Iran will 40 Jahre alte Zentrifugen für die Urananreicherung verschrotten und ersetzen

Von Knut Mellenthin *

Wie am Donnerstag bekannt wurde, will der Iran in seiner Urananreicherungsanlage Natanz künftig auch Zentrifugen eines etwas leistungsfähigeren Typs einsetzen. Sowohl dort als auch in der zweiten iranischen Anreicherungsanlage Fordo, die in Bunkern unterhalb eines Bergmassivs liegt, werden gegenwärtig ausschließlich Zentrifugen eines IR-1 genannten Typs verwendet. Der Iran stellt diese selbst her, nach pakistanischen Bauplänen, die noch aus den 1970er Jahren stammen. Das Uraltmodell ist nicht nur wenig effektiv, sondern auch hochgradig störanfällig und zerbricht oft während des Betriebs.

Der etwas neuere Typ IR-2m, von dem Iran künftig eine bisher noch nicht angegebene Zahl installieren will, ist – gemessen an internationalen Standards – keineswegs »High-Tech«, wie in aufgeregten westlichen Kommentaren immer wieder behauptet wird. Iran produziert auch diese Zentrifugen selbst und testet sie seit Juni 2011 in einem anderen Teil der Anlage von Natanz. Ebenfalls erprobt wird dort ein weiterer Zentrifugentyp, der als IR-4 bezeichnet wird. Die Testgeräte stehen, ebenso wie insgesamt die Anlagen in Natanz und Fordo, unter ständiger Kontrolle der Internationalen Atomenergiebehörde (IAEA) in Wien. Drei noch modernere Typen, über deren beabsichtigte Erprobung Teheran die IAEA schon vor längerer Zeit in Kenntnis gesetzt hat – IR-5, IR-6 und IR-6s –, wurden bisher nicht installiert.
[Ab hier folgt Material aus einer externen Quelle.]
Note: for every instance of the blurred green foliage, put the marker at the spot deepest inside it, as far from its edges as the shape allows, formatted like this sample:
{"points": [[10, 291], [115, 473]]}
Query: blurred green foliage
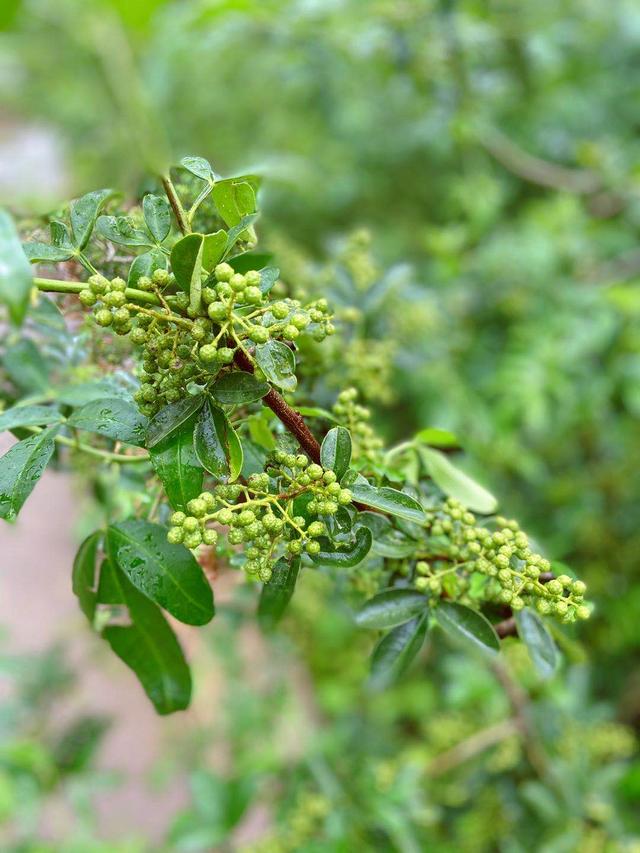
{"points": [[493, 147]]}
Westliche Medien erklärten, die Zentrifuge IR-2m sei vier- bis fünfmal so effektiv wie das nunmehr bald 40 Jahre alte Modell IR-1. Diese Behauptung stützt sich hauptsächlich auf einen Artikel, den David Albright, Leiter des offiziell nicht der Regierung unterstehenden US-amerikanischen Instituts ISIS, im Oktober 2011, also wenige Monate nach der Installation der IR-2m zu Testzwecken, veröffentlicht hatte. Der Physiker Albright kann als Fachmann auf diesem Gebiet gelten. Seine Aussagen über die Effektivität der IR-1 beruhen jedoch lediglich auf Vermutungen, da die Zentrifuge noch nicht im echten Produktionsbetrieb gelaufen ist.

Nach noch nicht offiziell bestätigten Angaben aus der IAEA hat Teheran der Behörde am 23. Januar schriftlich seine Absicht mitgeteilt, im Produktionsbereich von Natanz künftig eine nicht genannte Zahl von IR-2m zu verwenden. Im November 2012 waren in der Testanlage laut IAEA-Bericht nur 176 Zentrifugen dieses Typs installiert. Ob der Iran wesentlich mehr davon besitzt oder in kurzer Zeit produzieren könnte, ist nicht bekannt.

Der Sprecher des Weißen Hauses, Jay Carney, verurteilte das iranische Vorhaben, einige der Uraltzentrifugen zu ersetzen, als »neuerliche Eskalation« und als »provokatorischen Schritt«, der »nur zur weiteren Isolierung des Iran führen wird«. Der russische Außenminister Sergej Lawrow wies dagegen darauf hin, daß das iranische Vorgehen juristisch nicht zu beanstanden sei. Allerdings sei die von Rußland mitgetragene politische Position des UN-Sicherheitsrats, daß der Iran für die Dauer der Verhandlungen die Urananreicherung gleich welchen Grades einstellen müsse.